Последние две строки переводят смысл текста в безнадежно-трагический план бытия: «И при луне на жизненном кладбище / Страшна и ночь, и собственная тень». Развернутый метафорический пейзаж кладбища жизни, озаренного безотрадным мертвенно холодным светом луны, — знак неизбывного отчаяния: жизнь прожита, человек отчужден от самого себя (боится собственной «тени», — очевидно, себя самого в настоящем, постаревшего, непохожего на того, каким был прежде). Он страшится смерти («ночь» — прозрачная метафора небытия). Подобная семантика образа луны у Фета не единична: «Что звало жить, что силы горячило — / Далеко за горой. / Как призрак дня, ты, бледное светило, восходишь над землей» («Растут, растут причудливые тени…», 1853).
Итак, это «старческое» стихотворение: не по времени написания (хотя к моменту его издания автору было около шестидесяти четырех лет), а по тематике.

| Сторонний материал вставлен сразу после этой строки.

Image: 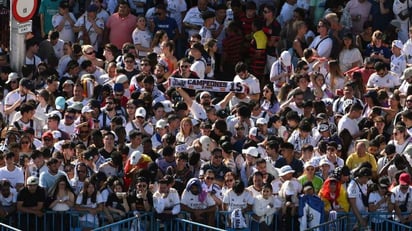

Прочтение второй строфы заставляет вернуться к первой и уточнить ее понимание. Этот текст — высказывание от лица старого, стоящего в преддверии смерти человека. И было бы неуместным трактовать «снова» и «опять» в первой строфе как указания на две и более реальные встречи с дорогой герою женщиной: одна будто бы была в прошлом, другая происходит сейчас. Нет, сейчас реально, «физически» осталось только «жизненное кладбище». В первой строфе подразумевалась подлинная встреча в прошлом и ее «отблеск» в настоящем — воспоминание. Изображение воспоминания о событии прошлого как реального с использованием грамматического настоящего времени — отличительная черта любовной лирики Фета. Пример — стихотворение «На качелях» (1890).
151
См. анализ этого стихотворения: [Бухштаб 1974, с. 118–119].
152
Истолкование стихотворения «Ничтожество» как религиозного (как опыта «метафизической поэзии»), пусть это и «одно из самых пессимистических стихотворений Фета» [Шеншина 1998, с. 71–73], не основывается на реальных доказательствах, на данных текста.
153
Преклонение колен — устойчивая условная поза лирического я, выражающая почитание женской красоты. Пример — из стихотворения «Во сне» (1890): «Перед тобой с коленопреклоненьем / Стою, пленен волшебною игрой».